Currently in preview with Docker Desktop 4.40 for macOS on Apple Silicon, Docker Model Runner allows developers to run models locally and iterate on application code using the local models— without disrupting their container-based workflows.
Using local LLMs for development offers several benefits, including lower costs, improved data privacy, reduced network latency, and greater control over the model.
Docker Model Runner addresses several pain points for developers integrating LLMs into containerized apps, such as dealing with different tools, configuring environments, and managing models outside of their containers. Additionally, there is no standard way to store, share, or serve models. To reduce the friction associated with that, Docker Model Runner includes
an inference engine as part of Docker Desktop, built on top of llama.cpp and accessible through the familiar OpenAI API. No extra tools, no extra setup, and no disconnected workflows. Everything stays in one place, so you can test and iterate quickly, right on your machine.
To avoid the typical performance overhead of virtual machines, Docker Model Runner uses host-based execution. This means models run directly on Apple Silicon and take advantage of GPU acceleration, which is crucial for inference speed and development cycle smoothness.
For model distribution, Docker is, unsurprisingly, betting on the OCI standard, the same specification that powers container distribution, aiming to unify both under a single workflow.

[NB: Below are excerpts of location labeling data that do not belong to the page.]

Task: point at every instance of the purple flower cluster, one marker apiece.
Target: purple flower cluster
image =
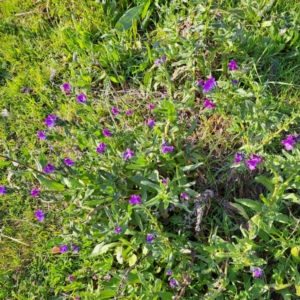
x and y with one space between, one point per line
50 121
69 162
232 65
81 98
63 249
101 148
49 168
106 132
151 123
128 154
208 85
40 215
207 103
252 162
3 190
161 60
290 141
115 111
150 238
165 148
66 88
118 229
256 272
135 199
42 135
35 192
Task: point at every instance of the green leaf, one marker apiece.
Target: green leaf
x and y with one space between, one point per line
4 163
50 183
102 248
191 167
165 295
151 184
266 182
107 294
119 255
254 205
132 260
126 21
240 209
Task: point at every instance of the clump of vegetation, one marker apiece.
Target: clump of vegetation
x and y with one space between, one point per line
149 150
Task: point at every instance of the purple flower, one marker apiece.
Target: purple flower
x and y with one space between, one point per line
115 111
183 195
258 158
81 98
2 190
128 154
151 123
42 135
207 103
69 162
150 238
106 132
160 60
75 248
66 87
289 142
165 148
172 283
238 157
256 272
200 82
118 229
232 65
157 61
35 192
254 161
209 85
63 249
135 199
48 168
50 121
101 147
39 215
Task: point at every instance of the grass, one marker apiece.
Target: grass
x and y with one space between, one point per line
107 50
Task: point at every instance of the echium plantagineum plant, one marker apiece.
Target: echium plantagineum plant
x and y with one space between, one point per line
124 184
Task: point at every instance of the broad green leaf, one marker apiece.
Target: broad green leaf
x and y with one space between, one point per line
102 248
191 167
107 294
240 210
254 205
153 201
126 21
50 183
132 260
4 163
119 256
165 295
266 182
151 184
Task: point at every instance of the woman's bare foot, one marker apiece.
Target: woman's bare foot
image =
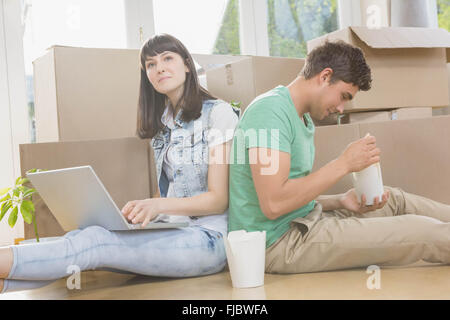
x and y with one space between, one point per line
6 261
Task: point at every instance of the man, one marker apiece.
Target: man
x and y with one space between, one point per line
272 187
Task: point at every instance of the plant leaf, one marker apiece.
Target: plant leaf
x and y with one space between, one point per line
5 207
25 209
5 197
13 217
28 192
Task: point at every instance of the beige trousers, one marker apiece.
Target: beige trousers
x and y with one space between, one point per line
407 229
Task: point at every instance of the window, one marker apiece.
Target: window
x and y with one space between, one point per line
291 23
81 23
203 26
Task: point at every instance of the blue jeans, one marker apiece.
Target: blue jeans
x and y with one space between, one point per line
184 252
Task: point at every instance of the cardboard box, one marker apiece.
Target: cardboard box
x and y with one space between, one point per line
245 79
376 116
86 93
408 66
125 166
414 153
375 13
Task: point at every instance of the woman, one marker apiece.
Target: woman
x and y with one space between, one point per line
190 133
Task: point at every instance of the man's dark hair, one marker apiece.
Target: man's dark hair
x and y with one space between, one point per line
346 61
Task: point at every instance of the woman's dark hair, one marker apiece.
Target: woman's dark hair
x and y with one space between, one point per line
346 61
151 103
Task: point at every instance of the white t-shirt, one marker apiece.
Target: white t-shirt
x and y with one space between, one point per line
223 123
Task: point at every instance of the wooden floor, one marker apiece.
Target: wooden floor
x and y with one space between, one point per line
417 281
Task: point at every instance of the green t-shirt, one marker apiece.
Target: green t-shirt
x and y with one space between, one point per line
270 121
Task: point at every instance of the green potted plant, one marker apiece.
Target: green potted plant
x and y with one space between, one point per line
19 199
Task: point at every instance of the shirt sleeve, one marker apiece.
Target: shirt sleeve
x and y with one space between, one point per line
223 123
267 125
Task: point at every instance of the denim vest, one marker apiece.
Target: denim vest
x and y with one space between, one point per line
191 145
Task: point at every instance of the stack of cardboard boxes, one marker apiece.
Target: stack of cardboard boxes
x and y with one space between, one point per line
409 71
86 108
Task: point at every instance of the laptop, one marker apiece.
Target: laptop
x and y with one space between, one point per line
78 199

Today, you can easily pull ready-to-use models from Docker Hub. Soon, you’ll also be able to push your own models, integrate with any container registry, connect them to your CI/CD pipelines, and use familiar tools for access control and automation.
If you are using Docker Desktop 4.40 for macOS on Apple Silicon, you can use the docker model
command, which supports a workflow quite similar to the one you are used to with images and containers. For example, you can pull
a model and run
it. To specify the exact model version, such as its size or quantization, docker model
uses tags, e.g.:
docker model pull ai/smollm2:360M-Q4_K_M
docker model run ai/smollm2:360M-Q4_K_M "Give me a fact about whales."

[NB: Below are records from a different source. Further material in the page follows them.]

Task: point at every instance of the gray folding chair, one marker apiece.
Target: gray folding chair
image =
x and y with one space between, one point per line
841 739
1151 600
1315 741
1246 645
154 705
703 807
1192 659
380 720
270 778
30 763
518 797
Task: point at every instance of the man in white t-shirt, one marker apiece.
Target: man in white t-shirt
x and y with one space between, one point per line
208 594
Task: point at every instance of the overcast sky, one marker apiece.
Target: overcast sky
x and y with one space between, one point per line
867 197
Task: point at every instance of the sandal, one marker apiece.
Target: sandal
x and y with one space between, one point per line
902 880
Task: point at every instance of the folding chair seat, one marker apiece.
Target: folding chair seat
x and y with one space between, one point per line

However, the mechanics behind these commands are particular to models, as they do not actually create a container. Instead, the run
command will delegate the inference task to an Inference Server running as a native process on top of llama.cpp. The inference server loads the model into memory and caches it for a set period of inactivity.
You can use Model Runner with any OpenAI-compatible client or framework via its OpenAI endpoint at http://model-runner.docker.internal/engines/v1
available from within containers. You can also reach this endpoint from the host, provided you enable TCP host access running docker desktop enable model-runner --tcp 12434
.
Docker Hub hosts a variety of models ready to use for Model Runner, including smollm2 for on-device applications, as well as llama3.3 and gemma3. Docker has also published a tutorial on integrating Gemma 3 into a comment processing app using Model Runner. It walks through common tasks like configuring the OpenAI SDK to use local models, using the model itself to generate test data, and more.

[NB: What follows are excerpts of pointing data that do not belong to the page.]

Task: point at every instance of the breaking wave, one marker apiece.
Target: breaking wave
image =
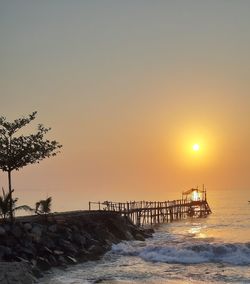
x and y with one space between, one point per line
230 253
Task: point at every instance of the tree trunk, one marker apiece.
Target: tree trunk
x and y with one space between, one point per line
10 193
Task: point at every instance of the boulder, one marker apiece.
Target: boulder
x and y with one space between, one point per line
27 226
16 231
2 231
53 228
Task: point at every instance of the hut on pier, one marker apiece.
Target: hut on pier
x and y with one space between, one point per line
197 202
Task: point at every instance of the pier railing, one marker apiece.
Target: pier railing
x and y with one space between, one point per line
153 212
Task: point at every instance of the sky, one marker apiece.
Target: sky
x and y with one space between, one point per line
127 88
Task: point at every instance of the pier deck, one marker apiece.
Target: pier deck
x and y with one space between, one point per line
142 213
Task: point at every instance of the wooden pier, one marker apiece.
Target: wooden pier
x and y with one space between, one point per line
193 204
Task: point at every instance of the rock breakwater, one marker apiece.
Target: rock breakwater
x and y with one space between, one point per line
60 240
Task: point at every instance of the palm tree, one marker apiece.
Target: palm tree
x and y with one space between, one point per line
43 207
8 205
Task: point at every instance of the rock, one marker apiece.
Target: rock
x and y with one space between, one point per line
27 226
52 260
43 263
16 231
129 236
139 237
52 228
5 252
95 251
58 252
37 232
2 231
71 259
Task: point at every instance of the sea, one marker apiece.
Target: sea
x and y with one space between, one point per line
215 249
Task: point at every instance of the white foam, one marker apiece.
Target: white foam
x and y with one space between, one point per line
188 253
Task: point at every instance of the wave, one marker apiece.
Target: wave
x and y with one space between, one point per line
230 253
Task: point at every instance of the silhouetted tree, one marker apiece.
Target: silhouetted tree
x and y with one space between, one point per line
5 203
44 206
17 152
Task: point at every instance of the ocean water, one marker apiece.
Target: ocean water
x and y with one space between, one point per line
215 249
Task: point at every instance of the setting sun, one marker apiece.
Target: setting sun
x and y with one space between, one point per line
196 147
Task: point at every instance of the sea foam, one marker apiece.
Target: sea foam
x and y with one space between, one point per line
188 253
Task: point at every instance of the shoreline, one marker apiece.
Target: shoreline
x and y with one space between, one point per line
33 245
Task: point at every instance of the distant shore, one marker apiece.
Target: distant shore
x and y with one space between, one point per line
34 244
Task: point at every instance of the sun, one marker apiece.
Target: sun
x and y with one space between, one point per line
196 147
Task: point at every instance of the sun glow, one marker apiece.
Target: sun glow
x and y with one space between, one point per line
196 147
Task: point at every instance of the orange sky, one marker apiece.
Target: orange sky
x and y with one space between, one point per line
128 88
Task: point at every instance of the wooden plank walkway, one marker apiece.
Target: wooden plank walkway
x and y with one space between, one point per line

Docker Model Runner isn’t the only option for running LLMs locally. If you’re not drawn to Docker’s container-centric approach, you might also be interested in checking out Ollama. It works as a standalone tool, has a larger model repository and community, and is generally more flexible for model customization. While Docker Model Runner is currently macOS-only, Ollama is cross-platform. However, although Ollama supports GPU acceleration on Apple Silicon when run natively, this isn’t available when running it inside a container.